Detalhes do Novo Relatório e Implicações para os Trabalhadores
A nova versão do parecer enfatiza o caráter autônomo da atividade, ao se referir aos profissionais como “trabalhadores autônomos plataformizados”, deixando claro que a relação entre esses trabalhadores e as plataformas não gera vínculo empregatício. Além disso, o relator incluiu no projeto medidas como a contribuição previdenciária, regulamentação de taxas cobradas pelas empresas, seguro de vida e mecanismos de transparência sobre valores e descontos.
Entretanto, o deputado Coutinho retirou do texto itens que estavam presentes na versão anterior, como a gratificação de 30% em dezembro, adicionais para trabalho noturno, aos domingos e feriados, e a exigência por pontos de apoio para motoristas. Também foi removido o item que previa seguro para acidentes, invalidez ou morte dos trabalhadores.
Conflitos no Relatório e Expectativas para a Votação
Um dos principais pontos de discórdia na versão anterior era a criação de uma taxa mínima para corridas, defendida pelo governo e criticada pela oposição, que alega que isso poderia encarecer os serviços e inviabilizar a operação em cidades menores. Para contornar essa situação, Coutinho propôs dois modelos distintos de remuneração, onde o trabalhador pode optar entre um pagamento fixo por entrega ou uma taxa horária.
No primeiro modelo, o entregador receberá R$ 8,50 para distâncias de até três quilômetros ou até quatro quilômetros se a entrega for feita a pé, de bicicleta ou moto. Já no segundo modelo, o pagamento por hora será de R$ 14,74. Contudo, essas regras não se aplicam ao transporte de passageiros, conforme ressaltou o relator.

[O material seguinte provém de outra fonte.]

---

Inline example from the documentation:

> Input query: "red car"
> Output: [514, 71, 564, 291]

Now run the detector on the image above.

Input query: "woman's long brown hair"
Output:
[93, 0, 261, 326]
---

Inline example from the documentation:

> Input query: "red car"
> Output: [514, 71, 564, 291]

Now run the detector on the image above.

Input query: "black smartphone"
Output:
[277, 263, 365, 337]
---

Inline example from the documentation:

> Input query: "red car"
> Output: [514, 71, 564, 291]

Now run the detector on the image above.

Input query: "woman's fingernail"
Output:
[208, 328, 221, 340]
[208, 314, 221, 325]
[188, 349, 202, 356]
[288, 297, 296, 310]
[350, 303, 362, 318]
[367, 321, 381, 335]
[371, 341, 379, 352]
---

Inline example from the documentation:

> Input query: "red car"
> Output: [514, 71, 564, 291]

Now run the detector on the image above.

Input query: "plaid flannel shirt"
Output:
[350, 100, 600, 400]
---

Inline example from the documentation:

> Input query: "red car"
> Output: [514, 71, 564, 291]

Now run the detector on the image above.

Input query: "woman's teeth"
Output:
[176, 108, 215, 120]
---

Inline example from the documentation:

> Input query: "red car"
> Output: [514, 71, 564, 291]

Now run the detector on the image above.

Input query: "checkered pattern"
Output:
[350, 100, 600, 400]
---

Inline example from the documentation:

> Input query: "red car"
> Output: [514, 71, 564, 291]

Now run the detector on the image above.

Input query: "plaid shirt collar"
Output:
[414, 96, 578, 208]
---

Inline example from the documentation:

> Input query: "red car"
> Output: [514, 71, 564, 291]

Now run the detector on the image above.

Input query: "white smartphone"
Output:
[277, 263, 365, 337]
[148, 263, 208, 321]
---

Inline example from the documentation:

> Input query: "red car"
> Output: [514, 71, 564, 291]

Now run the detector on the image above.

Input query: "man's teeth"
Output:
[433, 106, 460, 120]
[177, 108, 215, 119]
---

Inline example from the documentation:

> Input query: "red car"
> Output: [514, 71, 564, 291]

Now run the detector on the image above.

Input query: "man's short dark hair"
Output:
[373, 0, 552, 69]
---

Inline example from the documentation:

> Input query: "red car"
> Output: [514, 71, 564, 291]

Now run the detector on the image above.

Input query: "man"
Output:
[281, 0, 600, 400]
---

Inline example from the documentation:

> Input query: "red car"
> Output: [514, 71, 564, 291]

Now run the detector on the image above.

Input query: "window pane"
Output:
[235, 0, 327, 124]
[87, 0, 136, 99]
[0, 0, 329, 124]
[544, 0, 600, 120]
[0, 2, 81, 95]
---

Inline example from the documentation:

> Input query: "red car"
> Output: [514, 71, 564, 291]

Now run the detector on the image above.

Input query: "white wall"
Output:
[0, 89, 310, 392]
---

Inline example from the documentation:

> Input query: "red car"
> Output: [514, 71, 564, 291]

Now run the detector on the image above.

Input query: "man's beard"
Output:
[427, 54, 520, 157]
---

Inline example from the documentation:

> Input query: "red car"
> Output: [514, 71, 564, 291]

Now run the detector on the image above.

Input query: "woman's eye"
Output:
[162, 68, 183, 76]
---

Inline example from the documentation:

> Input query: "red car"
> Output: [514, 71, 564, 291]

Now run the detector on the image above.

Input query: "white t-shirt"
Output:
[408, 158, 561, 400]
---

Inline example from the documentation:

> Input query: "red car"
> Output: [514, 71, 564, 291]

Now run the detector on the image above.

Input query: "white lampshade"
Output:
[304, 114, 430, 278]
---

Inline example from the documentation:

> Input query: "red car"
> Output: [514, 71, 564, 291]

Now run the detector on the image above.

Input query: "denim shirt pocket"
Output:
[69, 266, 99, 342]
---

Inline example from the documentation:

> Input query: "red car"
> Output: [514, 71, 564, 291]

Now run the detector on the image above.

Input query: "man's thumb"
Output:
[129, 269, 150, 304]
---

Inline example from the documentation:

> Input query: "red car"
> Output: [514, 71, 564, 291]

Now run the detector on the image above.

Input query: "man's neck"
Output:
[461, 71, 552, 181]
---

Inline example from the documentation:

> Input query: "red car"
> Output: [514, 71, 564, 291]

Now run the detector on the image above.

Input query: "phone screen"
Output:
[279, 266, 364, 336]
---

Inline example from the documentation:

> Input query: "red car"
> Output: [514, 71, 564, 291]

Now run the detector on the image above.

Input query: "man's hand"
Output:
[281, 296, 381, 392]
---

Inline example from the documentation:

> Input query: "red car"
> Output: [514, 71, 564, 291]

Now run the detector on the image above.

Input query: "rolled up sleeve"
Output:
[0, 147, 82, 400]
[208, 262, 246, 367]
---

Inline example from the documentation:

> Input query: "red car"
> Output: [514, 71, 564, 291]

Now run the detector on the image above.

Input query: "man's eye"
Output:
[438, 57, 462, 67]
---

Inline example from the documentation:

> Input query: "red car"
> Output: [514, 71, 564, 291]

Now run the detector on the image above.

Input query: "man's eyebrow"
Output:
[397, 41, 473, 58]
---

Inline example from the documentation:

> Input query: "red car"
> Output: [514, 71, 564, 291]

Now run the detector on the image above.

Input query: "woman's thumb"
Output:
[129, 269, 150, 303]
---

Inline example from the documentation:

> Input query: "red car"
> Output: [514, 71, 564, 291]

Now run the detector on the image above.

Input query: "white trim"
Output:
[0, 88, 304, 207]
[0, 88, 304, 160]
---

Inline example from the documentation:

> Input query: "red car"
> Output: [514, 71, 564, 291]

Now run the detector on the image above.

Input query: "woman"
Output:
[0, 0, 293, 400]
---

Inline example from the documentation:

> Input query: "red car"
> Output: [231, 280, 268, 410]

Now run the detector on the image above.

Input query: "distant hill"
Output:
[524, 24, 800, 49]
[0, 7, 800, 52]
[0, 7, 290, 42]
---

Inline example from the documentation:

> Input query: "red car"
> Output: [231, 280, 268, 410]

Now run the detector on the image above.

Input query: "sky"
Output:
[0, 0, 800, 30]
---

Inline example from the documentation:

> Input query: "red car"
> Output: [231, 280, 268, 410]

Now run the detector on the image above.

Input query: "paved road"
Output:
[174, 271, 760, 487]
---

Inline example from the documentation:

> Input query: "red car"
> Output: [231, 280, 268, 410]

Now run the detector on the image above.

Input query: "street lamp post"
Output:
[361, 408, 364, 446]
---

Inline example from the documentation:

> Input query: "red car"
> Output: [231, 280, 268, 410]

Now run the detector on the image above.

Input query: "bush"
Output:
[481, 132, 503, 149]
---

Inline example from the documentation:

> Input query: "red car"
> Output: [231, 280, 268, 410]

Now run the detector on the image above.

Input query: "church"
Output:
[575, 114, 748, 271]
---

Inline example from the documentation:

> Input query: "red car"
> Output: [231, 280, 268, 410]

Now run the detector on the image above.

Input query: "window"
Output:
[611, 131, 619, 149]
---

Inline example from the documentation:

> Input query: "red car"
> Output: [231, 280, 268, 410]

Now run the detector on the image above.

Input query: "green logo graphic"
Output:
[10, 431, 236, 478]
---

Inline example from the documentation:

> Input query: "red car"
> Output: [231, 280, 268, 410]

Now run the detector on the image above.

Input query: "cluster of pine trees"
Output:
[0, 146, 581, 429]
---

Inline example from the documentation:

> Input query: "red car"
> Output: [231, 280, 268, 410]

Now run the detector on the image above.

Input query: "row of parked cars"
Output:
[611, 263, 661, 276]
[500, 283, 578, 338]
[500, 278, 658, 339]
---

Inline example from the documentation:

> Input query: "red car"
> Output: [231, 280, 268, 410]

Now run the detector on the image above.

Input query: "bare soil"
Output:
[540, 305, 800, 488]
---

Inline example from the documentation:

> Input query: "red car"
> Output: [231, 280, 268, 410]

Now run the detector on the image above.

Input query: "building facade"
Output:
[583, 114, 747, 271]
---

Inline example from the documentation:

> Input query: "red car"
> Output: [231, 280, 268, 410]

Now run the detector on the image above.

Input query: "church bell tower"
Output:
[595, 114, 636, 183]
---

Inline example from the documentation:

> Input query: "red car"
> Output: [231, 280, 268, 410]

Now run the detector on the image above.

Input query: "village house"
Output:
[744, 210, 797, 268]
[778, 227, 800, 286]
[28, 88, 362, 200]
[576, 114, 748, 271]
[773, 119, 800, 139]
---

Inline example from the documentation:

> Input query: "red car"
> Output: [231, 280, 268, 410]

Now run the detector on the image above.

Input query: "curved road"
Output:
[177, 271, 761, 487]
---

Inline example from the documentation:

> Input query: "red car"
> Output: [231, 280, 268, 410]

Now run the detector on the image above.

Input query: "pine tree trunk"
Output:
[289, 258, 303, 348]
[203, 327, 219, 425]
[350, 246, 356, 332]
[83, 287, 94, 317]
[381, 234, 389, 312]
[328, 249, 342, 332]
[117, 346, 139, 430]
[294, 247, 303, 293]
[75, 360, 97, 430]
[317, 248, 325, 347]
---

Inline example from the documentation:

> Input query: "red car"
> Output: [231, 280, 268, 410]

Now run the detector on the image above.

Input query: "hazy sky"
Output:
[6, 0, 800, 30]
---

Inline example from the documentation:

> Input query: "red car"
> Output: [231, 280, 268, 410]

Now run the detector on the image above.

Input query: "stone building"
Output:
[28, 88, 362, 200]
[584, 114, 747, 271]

Além disso, o texto estabelece que as plataformas poderão reter até 30% do valor das corridas, tendo que apresentar relatórios sobre essas retenções, o que gera preocupação entre os motoristas a respeito da transparência dos processos.
A Mobilização nos Estados e o Apoio nas Redes Sociais
As mudanças no relatório e a mobilização dos sindicatos podem levar ao adiamento da votação na Câmara. Os motoristas reivindicam uma série de benefícios, incluindo a fixação de um teto de 20% nas taxas das plataformas, remuneração justa por quilômetro e tempo, corrida mínima garantida e a defesa de direitos trabalhistas. A mobilização já se espalhou para diversas estados, com paralisações confirmadas, por exemplo, em Salvador, onde atos estão previstos para começar às 9h na região do Centro Administrativo da Bahia (CAB).
A mobilização está sendo divulgada em redes sociais por grupos como “Ratos da Pista” e “Bastidores do Volante”, que incentivam a adesão dos trabalhadores autônomos ao protesto, enfatizando a importância da união da categoria para reivindicar melhorias nas condições de trabalho.